Allah’ın arzında imanlı ve vicdanlı insan inşası, Kur’an-ı Kerim’in maksatlarındandır. Kur’an-ı Kerim’e dayalı eğitim ve öğretimde iman ve vicdan ayrılmazlığı evveliyattandır. Şayet bugün Müslümanlar arasında iman ve vicdan birbirlerine rakip hale gelmişlerse, bunun sebebi Kur’an’ın inşa etmek istediği insan tipinin bilinmemesindendir.
Vicdan, fıtratın hakikat terazisidir. Zulmü ve zalimliği, kabalığı ve nobranlığı kaldırmaz. Kişinin kendi fıtratıyla yüzleşmesidir. Fıtratın selim kalması, selamettendir. Vicdanın sesi, fıtratın sesidir. Bir yerde paranın sesi vicdanın sesini çok rahat bir şekilde susturuyorsa, orada fıtrat bozulmuş demektir.
Müslümanın varlık sebebi, kalbindeki imanıdır. İman ve vicdan ikizdirler. İman ile birlikte kalbe vicdan girer. İnsanın insan olması, insan ve Müslüman kalması, iman ve vicdan ile kaimdir. İmanın ve vicdanın korunmadığı, muhafaza edilmediği yerde insanlık ve Müslümanlık olmaz. İmansız bir vicdan, vicdansız kalmış bir iman, kişinin başına belâdır.
Allah’ın arzında imanlı ve vicdanlı insan inşası, Kur’an-ı Kerim’in maksatlarındandır. Kur’an-ı Kerim’e dayalı eğitim ve öğretimde iman ve vicdan ayrılmazlığı evveliyattandır. Şayet bugün Müslümanlar arasında iman ve vicdan birbirlerine rakip hale gelmişlerse, bunun sebebi Kur’an’ın inşa etmek istediği insan tipinin bilinmemesindendir. Şunu bilelim ki; Rasûlüllah (sav)’in mühimlerinden birisi de, Müslümanlara muğlak gelen ayetleri izah edip Kitabullah’ın manasını Müslümanlara beyan ederek öğretmekti. Rasûlüllah (sav), sahabelerin ayetleri yanlış anlamalarına müdahale etmiş ve hatalı olan görüşleri düzeltmiştir.
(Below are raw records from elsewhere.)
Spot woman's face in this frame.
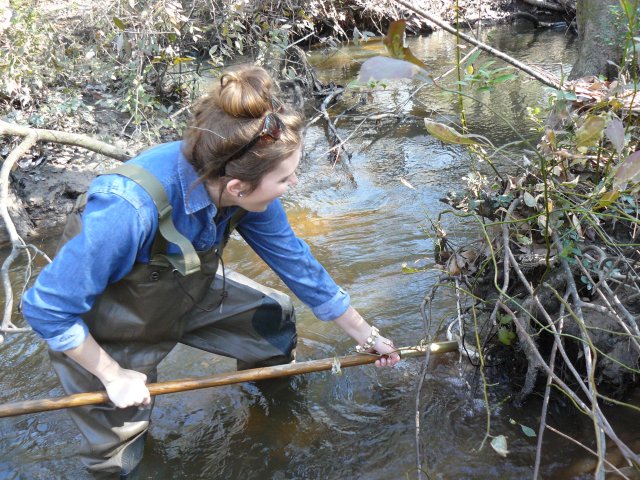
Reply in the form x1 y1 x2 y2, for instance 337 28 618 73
235 145 302 212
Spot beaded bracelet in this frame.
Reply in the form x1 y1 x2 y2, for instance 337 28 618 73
356 326 380 353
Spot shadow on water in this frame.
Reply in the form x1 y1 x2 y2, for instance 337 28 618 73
5 27 637 479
Kur’an’ı Allah’ın muradına göre anlama hususundaki müşküllerini gidermiştir. (Bkz.Tasvibat Fi Fehmi Badi’i Âyâti (Salah Abdülfettah el- Halidî, Sh: 33, Beyrut/ 2002) Dolayısıyla günümüzün Müslümanları, Kur’ân eğitim ve öğretimi programlarına mutlaka iman merkezli bir vicdan inşa etmeyi almalıdırlar. İman kişiyi cennete koyar. Kişiyi cennete koyan imanı koruyan da vicdandır.
Vicdan; kişinin kalbinde Allah’ı şeriksiz bulması, Allah’ın buyruklarının sesini duymasıdır. Dünyevi çarelerin, umutların, hayallerin bittiği, tükendiği yerde “Allah” diyerek hayat bulmanın adıdır.
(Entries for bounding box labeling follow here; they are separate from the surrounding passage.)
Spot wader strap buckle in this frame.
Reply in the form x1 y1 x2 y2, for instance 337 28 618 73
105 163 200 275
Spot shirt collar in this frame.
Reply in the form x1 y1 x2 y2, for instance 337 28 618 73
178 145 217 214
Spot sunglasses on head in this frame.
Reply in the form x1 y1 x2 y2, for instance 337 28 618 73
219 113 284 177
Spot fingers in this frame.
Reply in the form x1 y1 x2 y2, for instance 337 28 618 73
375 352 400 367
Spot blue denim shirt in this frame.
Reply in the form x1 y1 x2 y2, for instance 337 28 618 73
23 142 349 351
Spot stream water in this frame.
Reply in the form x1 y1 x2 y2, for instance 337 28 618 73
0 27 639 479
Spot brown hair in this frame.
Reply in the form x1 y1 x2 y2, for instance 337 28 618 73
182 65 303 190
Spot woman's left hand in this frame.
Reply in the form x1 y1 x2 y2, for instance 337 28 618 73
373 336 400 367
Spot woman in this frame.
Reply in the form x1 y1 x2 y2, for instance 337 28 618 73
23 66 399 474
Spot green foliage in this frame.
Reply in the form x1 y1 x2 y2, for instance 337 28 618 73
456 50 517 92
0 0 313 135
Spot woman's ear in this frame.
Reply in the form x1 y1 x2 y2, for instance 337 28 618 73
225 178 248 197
“İnkâr edenlere gelince; onların amelleri ıssız bir çöldeki serap gibidir. Susamış kimse onu su sanır. Yanına geldiğinde hiçbir şey bulamaz. (Tıpkı bunun gibi kâfir de hesap günü amellerinden bir şey bulamaz). Ancak Allah’ı yanında bulur da Allah onun hesabını tastamam görür. Allah, hesabı çabuk görendir.” (Nur, 24/ 39)
Allah’ın kudret ve kuvvetini hissedip idrak etmede vicdan zirvedir. Vicdan merhamet ve adalet sarayının giriş kapısıdır. Haysiyet ve şerefimizi koruma mücadelesidir. Kula kulluğun bitişidir. Vicdan, nûra doğru, Allah'a doğru koşmaktır.
Vicdan, Allah-û Teâlâ tarafından kalbimize kazandırılan manadır. Vicdanlı insan, selim fıtrata göre davranandır. Kur’an’ın inşa ettiği vicdan, fıtrata âşıktır.
Vicdan; imanın insanın kalbinde inşa ettiği beytullahtır. Beytullah’ta Kelamullah’ın fevkinde kelam olmaz. Vicdanın sesi, imanın sesidir. Vicdan; “Allah ve Rasûlü dışında kim olursa olsun, sözünün alınanı da olur, atılanı da” şiarıyla bilgiye, belgeye ve delile teslimiyettir.